Member of Parliament for Kent
- In office September 1926 – February 1939
- Preceded by: Alexander Dew Chaplin
- Succeeded by: Arthur Lisle Thompson

Personal details
- Born: James Warren Rutherford 22 August 1875 McKay's Corners, Ontario, Canada
- Died: 27 February 1939 (aged 63)
- Party: Liberal
- Spouse(s): Jessie Taylor m. 11 June 1902
- Profession: physician, surgeon

= James Rutherford (Canadian politician) =

Canadian politician

James Warren Rutherford (22 August 1875 – 27 February 1939) was a Liberal party member of the House of Commons of Canada. He was born in McKay's Corners in Kent County, Ontario, becoming a physician and surgeon.

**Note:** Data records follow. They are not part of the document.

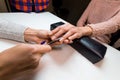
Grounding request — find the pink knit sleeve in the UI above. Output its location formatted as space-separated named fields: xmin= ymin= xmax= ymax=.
xmin=77 ymin=0 xmax=95 ymax=27
xmin=89 ymin=11 xmax=120 ymax=36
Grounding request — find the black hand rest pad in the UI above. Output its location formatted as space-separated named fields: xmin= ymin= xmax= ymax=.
xmin=50 ymin=22 xmax=107 ymax=63
xmin=70 ymin=37 xmax=107 ymax=63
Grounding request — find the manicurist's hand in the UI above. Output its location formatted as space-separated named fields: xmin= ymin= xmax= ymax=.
xmin=49 ymin=23 xmax=92 ymax=44
xmin=0 ymin=44 xmax=51 ymax=79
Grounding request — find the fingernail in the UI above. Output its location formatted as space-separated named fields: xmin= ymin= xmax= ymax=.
xmin=40 ymin=41 xmax=46 ymax=45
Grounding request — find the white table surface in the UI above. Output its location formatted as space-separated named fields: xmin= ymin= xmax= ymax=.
xmin=0 ymin=12 xmax=120 ymax=80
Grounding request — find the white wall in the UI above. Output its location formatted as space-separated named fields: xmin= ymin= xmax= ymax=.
xmin=0 ymin=0 xmax=8 ymax=12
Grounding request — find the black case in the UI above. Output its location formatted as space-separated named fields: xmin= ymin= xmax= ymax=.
xmin=50 ymin=22 xmax=107 ymax=63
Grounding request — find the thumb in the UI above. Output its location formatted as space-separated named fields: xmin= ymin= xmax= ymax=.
xmin=32 ymin=44 xmax=52 ymax=53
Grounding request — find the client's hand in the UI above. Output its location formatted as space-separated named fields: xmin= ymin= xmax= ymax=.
xmin=24 ymin=28 xmax=50 ymax=44
xmin=49 ymin=23 xmax=92 ymax=44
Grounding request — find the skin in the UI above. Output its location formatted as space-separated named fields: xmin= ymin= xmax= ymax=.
xmin=24 ymin=28 xmax=50 ymax=44
xmin=49 ymin=23 xmax=92 ymax=44
xmin=0 ymin=44 xmax=51 ymax=80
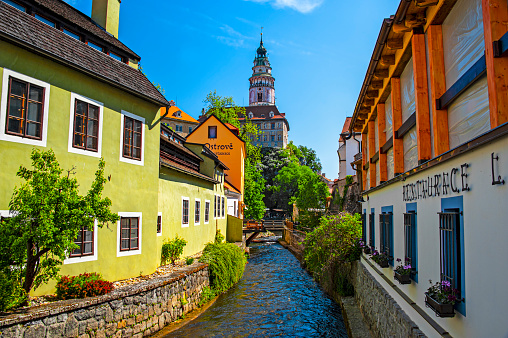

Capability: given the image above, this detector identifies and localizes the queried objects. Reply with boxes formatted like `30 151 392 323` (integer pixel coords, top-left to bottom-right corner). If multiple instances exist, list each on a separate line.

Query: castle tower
249 33 275 106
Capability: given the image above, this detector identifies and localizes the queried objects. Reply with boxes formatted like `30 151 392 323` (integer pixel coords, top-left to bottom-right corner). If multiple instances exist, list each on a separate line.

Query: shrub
200 243 247 294
0 269 28 311
56 272 113 299
161 235 187 265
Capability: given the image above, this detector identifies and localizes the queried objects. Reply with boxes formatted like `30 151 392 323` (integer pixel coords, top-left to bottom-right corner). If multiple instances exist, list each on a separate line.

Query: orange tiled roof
161 106 199 124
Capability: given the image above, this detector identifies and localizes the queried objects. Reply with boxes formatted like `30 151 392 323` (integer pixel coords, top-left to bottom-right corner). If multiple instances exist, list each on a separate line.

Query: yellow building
187 115 245 218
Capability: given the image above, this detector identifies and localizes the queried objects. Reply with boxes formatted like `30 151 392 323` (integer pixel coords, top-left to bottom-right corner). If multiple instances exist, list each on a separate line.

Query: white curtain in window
448 77 490 149
400 58 416 123
385 93 393 137
402 127 418 171
386 147 395 180
442 0 485 89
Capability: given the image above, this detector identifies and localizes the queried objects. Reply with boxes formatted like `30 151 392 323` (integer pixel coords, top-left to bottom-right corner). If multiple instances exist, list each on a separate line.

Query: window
2 0 26 12
72 99 99 151
194 200 201 225
122 115 144 161
157 213 162 235
369 209 376 248
379 212 393 265
87 41 103 52
208 126 217 138
5 77 45 140
120 217 139 251
62 28 81 40
69 227 94 257
34 13 56 28
182 198 189 226
404 208 418 282
205 201 210 224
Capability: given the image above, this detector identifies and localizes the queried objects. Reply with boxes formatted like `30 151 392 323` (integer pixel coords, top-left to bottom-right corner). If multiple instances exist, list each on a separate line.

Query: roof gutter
349 17 392 132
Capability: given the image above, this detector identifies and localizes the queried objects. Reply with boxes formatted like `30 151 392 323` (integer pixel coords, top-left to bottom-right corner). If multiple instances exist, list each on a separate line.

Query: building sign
402 163 470 202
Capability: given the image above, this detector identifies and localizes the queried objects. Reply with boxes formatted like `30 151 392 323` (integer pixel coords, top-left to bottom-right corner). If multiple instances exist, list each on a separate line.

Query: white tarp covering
448 77 490 149
386 147 395 180
376 161 381 186
385 94 393 137
402 127 418 171
443 0 485 89
400 58 416 123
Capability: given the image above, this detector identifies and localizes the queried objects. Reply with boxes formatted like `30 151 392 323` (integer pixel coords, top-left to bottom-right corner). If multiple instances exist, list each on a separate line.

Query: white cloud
244 0 324 14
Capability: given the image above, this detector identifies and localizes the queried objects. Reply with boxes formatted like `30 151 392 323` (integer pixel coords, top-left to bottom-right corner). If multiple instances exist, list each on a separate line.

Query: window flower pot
394 271 411 284
425 293 455 317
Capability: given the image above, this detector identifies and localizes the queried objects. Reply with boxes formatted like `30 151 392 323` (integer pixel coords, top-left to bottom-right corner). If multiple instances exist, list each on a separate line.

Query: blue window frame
404 203 418 283
438 196 466 316
369 208 376 248
379 206 393 265
2 0 26 12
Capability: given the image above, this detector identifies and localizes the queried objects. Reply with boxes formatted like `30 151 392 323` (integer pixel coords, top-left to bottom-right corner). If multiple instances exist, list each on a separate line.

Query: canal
164 243 347 337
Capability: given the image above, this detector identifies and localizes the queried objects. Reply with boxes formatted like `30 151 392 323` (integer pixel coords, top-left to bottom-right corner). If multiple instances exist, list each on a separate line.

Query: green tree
203 91 265 219
0 149 118 295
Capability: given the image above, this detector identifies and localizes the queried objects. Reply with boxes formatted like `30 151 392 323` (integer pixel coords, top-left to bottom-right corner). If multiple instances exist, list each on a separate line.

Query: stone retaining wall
0 263 209 338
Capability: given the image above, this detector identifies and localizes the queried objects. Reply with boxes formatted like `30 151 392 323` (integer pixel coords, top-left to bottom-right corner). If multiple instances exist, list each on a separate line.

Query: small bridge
243 219 293 246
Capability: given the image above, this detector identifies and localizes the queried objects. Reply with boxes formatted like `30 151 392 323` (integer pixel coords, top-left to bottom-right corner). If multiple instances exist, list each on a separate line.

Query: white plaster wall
362 137 508 337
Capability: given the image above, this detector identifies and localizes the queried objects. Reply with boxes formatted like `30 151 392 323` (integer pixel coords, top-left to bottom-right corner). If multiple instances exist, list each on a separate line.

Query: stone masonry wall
0 263 209 338
351 261 426 337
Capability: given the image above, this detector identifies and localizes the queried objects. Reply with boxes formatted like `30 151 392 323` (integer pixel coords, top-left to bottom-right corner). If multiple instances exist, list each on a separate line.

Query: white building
350 0 508 337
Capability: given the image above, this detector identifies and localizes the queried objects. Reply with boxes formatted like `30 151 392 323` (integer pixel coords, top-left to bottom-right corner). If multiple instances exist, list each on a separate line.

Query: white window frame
155 212 162 237
120 110 146 166
0 68 51 147
67 93 103 158
64 220 99 265
203 200 211 224
192 198 202 226
180 196 192 228
116 212 143 257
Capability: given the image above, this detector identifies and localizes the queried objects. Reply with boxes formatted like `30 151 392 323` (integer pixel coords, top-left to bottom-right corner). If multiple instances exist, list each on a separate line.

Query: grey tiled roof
0 0 169 106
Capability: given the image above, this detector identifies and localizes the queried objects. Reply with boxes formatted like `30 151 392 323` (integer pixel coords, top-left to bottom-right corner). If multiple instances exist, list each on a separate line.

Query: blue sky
67 0 399 179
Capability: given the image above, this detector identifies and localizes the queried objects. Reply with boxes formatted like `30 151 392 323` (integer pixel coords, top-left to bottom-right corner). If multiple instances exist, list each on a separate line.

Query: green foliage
0 269 28 311
0 149 119 294
56 272 113 299
161 235 187 265
304 213 362 279
198 286 216 306
200 243 247 294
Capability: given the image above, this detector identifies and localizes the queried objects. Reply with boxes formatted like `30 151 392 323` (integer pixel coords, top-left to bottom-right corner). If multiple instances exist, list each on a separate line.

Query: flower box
425 293 455 317
393 271 411 284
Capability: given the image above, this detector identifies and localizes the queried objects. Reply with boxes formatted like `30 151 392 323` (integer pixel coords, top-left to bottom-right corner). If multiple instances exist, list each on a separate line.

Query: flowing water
161 243 347 338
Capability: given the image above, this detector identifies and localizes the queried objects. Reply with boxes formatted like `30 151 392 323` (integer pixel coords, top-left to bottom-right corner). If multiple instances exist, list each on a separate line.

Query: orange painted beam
411 34 432 161
377 103 388 182
427 25 450 156
367 121 377 188
482 0 508 128
390 77 404 175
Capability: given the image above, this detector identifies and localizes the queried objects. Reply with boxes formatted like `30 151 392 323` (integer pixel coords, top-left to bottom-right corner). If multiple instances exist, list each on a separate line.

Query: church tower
249 33 275 106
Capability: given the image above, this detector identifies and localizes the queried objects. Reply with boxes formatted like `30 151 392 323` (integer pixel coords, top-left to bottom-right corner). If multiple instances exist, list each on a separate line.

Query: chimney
92 0 122 39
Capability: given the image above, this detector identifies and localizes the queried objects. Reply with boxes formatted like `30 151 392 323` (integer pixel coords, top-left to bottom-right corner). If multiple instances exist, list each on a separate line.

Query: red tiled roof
0 1 169 106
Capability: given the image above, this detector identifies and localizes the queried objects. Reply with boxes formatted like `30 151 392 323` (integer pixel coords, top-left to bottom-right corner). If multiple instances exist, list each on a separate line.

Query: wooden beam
482 0 508 128
374 69 389 79
370 80 383 89
386 38 404 50
377 103 388 181
367 121 377 189
379 54 395 66
390 77 404 174
411 34 432 162
427 25 450 156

Rutherford attended Chatham Collegiate Institute, the University of Toronto then University College London for postgraduate studies.

He was first elected to Parliament at the Kent riding in the 1926 general election after an unsuccessful campaign there in 1925. Rutherford was re-elected in 1930 and 1935.

During the 1935 campaign, Rutherford sustained a fracture in the neck area after his car overturned near Ridgetown, Ontario. His vehicle travelled on loose gravel which led his vehicle into a ditch. Rutherford was unable to continue his medical practice after this, although his injuries healed to a partial extent.

On 27 February 1939, Rutherford died before completing his term in the 18th Canadian Parliament, survived by his wife, a son and daughter.